Allongés sur le flanc comme ces animaux fourbus qui attendent du réconfort venant d’un contexte meilleur, des bateaux pour conquérants de mers paisibles ont piteuse allure quand la marée les condamne à l’inactivité. Quelques heures plus tard, face à la houle inventée par un grain orageux, ils s’agiteront frénétiquement comme pour démontrer leur vitalité à leurs propriétaires, oublieux de leur existence. Ce spectacle renouvelé de la longue marche de l’eau se repliant frileusement loin de sa base, avant de revenir lécher avec plus ou moins de vigueur la digue de pierres, inventée par des hommes lui refusant une liberté totale, a quelque chose de reposant.
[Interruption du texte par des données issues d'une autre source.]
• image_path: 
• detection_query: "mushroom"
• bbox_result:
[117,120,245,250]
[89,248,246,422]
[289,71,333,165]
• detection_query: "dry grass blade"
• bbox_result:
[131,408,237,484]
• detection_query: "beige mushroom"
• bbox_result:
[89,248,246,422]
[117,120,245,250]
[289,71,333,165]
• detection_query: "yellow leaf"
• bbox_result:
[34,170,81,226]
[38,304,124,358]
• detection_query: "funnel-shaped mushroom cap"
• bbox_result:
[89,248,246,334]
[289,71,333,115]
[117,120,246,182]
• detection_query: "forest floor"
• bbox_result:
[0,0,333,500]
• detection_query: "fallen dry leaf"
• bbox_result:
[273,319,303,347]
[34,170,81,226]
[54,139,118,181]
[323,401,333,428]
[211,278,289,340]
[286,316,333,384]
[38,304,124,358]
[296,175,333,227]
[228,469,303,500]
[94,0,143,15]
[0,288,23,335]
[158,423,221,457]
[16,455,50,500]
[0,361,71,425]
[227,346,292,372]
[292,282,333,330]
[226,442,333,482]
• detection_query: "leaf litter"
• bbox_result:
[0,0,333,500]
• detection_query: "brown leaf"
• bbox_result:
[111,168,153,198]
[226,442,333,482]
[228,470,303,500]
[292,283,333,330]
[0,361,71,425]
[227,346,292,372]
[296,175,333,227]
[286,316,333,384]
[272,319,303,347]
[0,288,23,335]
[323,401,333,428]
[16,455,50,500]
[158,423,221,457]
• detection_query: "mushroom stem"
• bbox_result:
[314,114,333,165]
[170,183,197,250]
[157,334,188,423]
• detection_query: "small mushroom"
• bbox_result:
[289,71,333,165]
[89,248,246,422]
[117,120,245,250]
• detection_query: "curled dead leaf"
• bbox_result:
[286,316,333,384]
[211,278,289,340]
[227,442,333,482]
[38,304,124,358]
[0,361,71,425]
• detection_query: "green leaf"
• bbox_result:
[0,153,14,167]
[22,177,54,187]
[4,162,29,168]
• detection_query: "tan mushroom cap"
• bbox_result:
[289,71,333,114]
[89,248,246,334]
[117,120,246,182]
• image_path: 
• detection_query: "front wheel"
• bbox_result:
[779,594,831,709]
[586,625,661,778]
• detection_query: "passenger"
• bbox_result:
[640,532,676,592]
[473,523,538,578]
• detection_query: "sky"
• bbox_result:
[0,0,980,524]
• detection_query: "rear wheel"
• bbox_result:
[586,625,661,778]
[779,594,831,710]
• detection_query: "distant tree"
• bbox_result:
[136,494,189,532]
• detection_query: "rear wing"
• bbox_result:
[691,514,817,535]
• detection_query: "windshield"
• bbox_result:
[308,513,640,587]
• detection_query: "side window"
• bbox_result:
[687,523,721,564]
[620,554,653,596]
La lenteur de ce mouvement rappelle aux gens pressés que le temps n’a que la valeur que la nature veut lui donner. La nudité de la marée basse permet aux rares familles de caresser le sable avec les pieds et les mains. Les bâtisseurs ne manquent pas, et les pêcheurs devant l’éternel va et vient se comptent sur les doigts d’une main en cet été pour le moins hésitant. Ils ne sont que des occasionnels du spectacle qui passent sur l’écran blanc de la plage, dessinant des arabesques imprévisibles puisque seulement guidées par l’inspiration chasseresse. Des chapelets de cyclistes se croisent et s’entrecroisent sur le ruban ocre d’une piste, également empruntée par des promeneurs loin d’être solitaires. Ils cavalent comme ds fourmis pressées vers une destination qui deviendra lointaine dès qu’ils en mesureront la distance aux douleurs de cette fichue selle sur laquelle ils n’ont pas l’habitude de s’asseoir. « Maman » se laisse promener par un cabot qui se croit à Saint Tropez. Les commentaires vont bon train. Tous pourraient figurer dans le livre eds brèves de vélo. Certains imitent les coureurs de ce Tour de France qui vident la plage pour emplir les canapés !

Qu’il est doux, anonyme, dissimulé mais proche, d’observer sans mot dire ce monde des vacances andernosiennes qui allient la simplicité avec la modestie. Les petits enfants s’égosillent dans le vent en annonçant de loin une trouvaille destinée à figurer dans un inventaire à la Prévert. Une plume plus très blanche de goéland, trois cadavres de crabes, les filaments secs d’algues devenant les cheveux du géant vert, des coquilles aussi vides que banales, des tessons polis par le ressac et des seaux de sable répondant à la pelle… Leur bonheur s’enrichit du détail. Et je suis là, assis sur une roche portée par les hommes et rongée par la mer, à les regarder se construire des châteaux de souvenirs, d’autant plus inoubliables qu’ils n’ont justement rien d’exceptionnels. Face à moi, le Bassin, dont les rides occasionnelles ne naissent qu’avec le vent mauvais, pour finalement offrir un tableau changeant dans les teintes de gris plus ou moins bleuté. Qu’il est vraiment doux de ne rien faire, absolument rien faire, quand tout ce qui s’agite autour de vous ne se prend pas au sérieux. Le Falgouet devient une île déserte où pousse le bonheur de la paresse volontaire, celle que l’on ne peut s’autoriser que quand on est vraiment un cancre des apparences ! Je vais demander l’asile ludique ici !

3 réflexions au sujet de « Je demande l’asile ludique au pays du Falgouet »

  1. Pierre-Jules disait ainsi que « le travail pense et la paresse songe »… pour un homme qui trésaille et dispense, dans toutes presses tu nous plonges… c’est bien aussi comme pour ce griset, entre figues et raisins, de mijoter sans cesse cet été, les douceurs du bassin… merci de partager un temps, ce petit moment de ta vie, si bien mérité en récompense d’une énergie, celle que tu viens déliter et que tu dépenses sans gabegie…
    A très bientôt. Denis

  2. Juste un petit mot Jean Marie car je crois avoir compris que tu etait en séjour sur « le Falgouet »…
    je te souhaite un agréable moment de vacances ou comme tu dis « de calme et de repos » dans ce monde d’agités….!!!!
    profites bien de ce lieu magique et authentique !!!….
    sincéres souvenirs et sincéres amitiés de Coco et de moi même …
    bonnes vacances !!
    a bientôt ….
    Pascal et Corinne Villeflayoux

  3. Oui, j’ai hier omis de citer dans les facteurs de la « culture de la convivialité sincère »les colonies de vacances, et la vie de pensionnaire, pas toujours idyllique mais combien rassembleuse.